A review of catalytic oxidation of carbon monoxide over different catalysts with an emphasis on hopcalite catalysts

Abstract

Carbon monoxide (CO) is a dangerous poisonous air pollutant that greatly affects humans, plants, animals, and the environment. It is largely present in industrial flue gas, automobile exhaust gas, heavy traffic congestion, residences where wood is burned indoors, and natural sources like forest fires. To control it, a catalytic converter is mainly used for CO oxidation that is a feasible technology for the removal of CO. A wide variety of catalysts are used in catalytic converters, such as those based on noble metals, base metals, perovskite, spinel, hopcalite, and monel, among which hopcalite (CuMnOx) catalysts are economical, and show good thermal activity, selectivity and availability for low-temperature CO oxidation. A hopcalite catalyst is prepared by different methods, and preparation parameters such as shaking temperature and pH (8–11.5) have an impact on its activity.
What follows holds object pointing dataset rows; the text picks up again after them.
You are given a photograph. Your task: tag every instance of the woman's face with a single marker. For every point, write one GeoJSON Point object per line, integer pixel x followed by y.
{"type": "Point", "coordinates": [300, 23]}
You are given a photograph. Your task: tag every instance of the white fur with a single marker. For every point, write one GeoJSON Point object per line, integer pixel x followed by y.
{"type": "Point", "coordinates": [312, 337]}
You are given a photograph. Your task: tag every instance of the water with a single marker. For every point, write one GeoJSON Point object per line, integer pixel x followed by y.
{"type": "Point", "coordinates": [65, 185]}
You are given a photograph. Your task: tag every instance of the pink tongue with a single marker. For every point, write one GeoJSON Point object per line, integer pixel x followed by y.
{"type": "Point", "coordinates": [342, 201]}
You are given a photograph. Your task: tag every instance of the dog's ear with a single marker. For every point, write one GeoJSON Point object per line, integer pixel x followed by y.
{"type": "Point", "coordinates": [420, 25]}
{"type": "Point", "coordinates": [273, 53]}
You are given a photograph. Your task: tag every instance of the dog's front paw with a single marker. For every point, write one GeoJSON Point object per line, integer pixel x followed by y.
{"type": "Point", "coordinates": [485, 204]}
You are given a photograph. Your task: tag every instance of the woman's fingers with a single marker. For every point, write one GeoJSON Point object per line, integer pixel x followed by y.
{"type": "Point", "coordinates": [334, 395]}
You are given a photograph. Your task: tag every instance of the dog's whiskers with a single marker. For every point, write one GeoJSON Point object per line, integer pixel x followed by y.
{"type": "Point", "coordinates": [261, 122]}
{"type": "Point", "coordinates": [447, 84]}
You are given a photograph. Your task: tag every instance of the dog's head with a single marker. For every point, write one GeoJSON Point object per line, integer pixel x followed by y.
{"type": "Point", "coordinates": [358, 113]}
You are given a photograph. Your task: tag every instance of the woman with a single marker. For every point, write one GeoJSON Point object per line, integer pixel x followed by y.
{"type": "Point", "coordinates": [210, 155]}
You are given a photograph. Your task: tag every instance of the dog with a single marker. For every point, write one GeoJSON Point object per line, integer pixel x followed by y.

This article focuses on summarizing the reaction process of hopcalite catalysts in CO catalytic oxidation and the key factors influencing their activity as follows: appropriate promotors, supports, pre-treatment, and advanced preparation methods in the activity of a hopcalite catalyst toward CO oxidation. CO conversion was considerably higher than 100% at low temperature 50–125 °C with extra O₂ in the feed gas. In fact, hopcalite is known to be an easily available and highly active catalyst for the low-temperature (25 °C) low-cost, complete oxidation of CO. Promoters, supports, pre-treatment, and advanced preparation methods have been added to improve the activity and stability of a hopcalite catalyst in CO oxidation. Also, deactivation generally occurs here via the hopcalite catalyst undergoing sintering and fouling during CO oxidation. A change in the hopcalite catalyst might result in an improvement in its overall performance in converters in the future.